Il n’y a pas seulement un danger avec les images, mais aussi une protection contre la fraude. Lorsque vous vous délectez de la beauté des galaxies, vous faites appel à une notion humaine très relative qui n’a pas de sens d’un point de vue scientifique. Les chercheurs craignent bien entendu la vulgarisation et la trahison du regard. Mais la science ne vit pas dans une tour d’ivoire et ne travaille pas sur elle-même, elle est censée transmettre des connaissances et a donc besoin d’images. Peut-être aussi pour séduire de jeunes amateurs, les attirer vers des activités scientifiques et évoquer des vocations. C’est une réflexion qui mérite d’être approfondie par les scientifiques. Quand nous prenons une photo, n’importe quelle image, nous avons tendance à l’accrocher sur un mur et à la voir comme différente et différente de nous. Mais quand nous retournons à la Voie lactée, non seulement le stéréotype est faux parce qu’il est plat, mais cette planéité n’a pas de sens puisque nous sommes à l’intérieur. C’est assez troublant. Nous regardons quelque chose dans lequel nous nous trouvons: cela s’applique à notre galaxie, à l’univers entier, mais aussi à la terre ou à nos infiniment petits. Où en sommes-nous dans chacune de ces images? Dans un certain sens, chaque image scientifique est un miroir.

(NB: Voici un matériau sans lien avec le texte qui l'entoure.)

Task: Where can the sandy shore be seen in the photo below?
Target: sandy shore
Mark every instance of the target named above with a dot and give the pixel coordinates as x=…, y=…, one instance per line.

Il y a des images sans réfléchir, nous le savons tous. Y a-t-il une pensée sans images? C’est un problème qui affecte les philosophes. Mais pour quelqu’un comme moi, qui travaille dans le cinéma, il est inimaginable de penser à une scène sans images, sans voir des corps en mouvement, des conflits, sans mots ni images sonores.

Si on vous demandait quelles images de la science ont impressionné vous dans cette décennie, lesquels vous viendraient à l’esprit?

Ceux du fond de l’océan. Dans un rapport de l’année dernière, j’ai découvert des créatures qui vivent dans un détroit en Indonésie au large de Sumatra. Parmi eux, il y avait un « poisson poisson »: à un moment donné, il déploie une longue croissance comme une canne à pêche, et à la fin il y a un minuscule organe qui ressemble à un petit ver blanc. D’autres poissons passent, mordent l’hameçon et il les avale. Question profondément philosophique: le concept d’appât est un concept humain, une idée platonique, mais si le poisson qui n’aurait pas pu copier l’appât sur nous l’utilise, cela signifie-t-il qu’il existe un prototype universel de capture? Les nouvelles images de la science nourrissent-elles l’imaginaire public, le Créateur? Je serais assez strict à ce sujet. Peu de gens, sauf quelques peintres abstraits, boiront ces tableaux, et ce n’est pas la faute des scientifiques. Cet univers me fascine depuis 25 ans et je suis toujours étonné de voir que personne ne me suit dans mon environnement littéraire et cinématographique. Comme s’il y avait de la peur. Cependant, je crois fermement qu’un bon programme scientifique rassemblerait certaines personnes.

Hubert Reeves raconte l’univers. C’est une belle image. C’est un cosmos en soi. Chaque fil de sa barbe est une galaxie.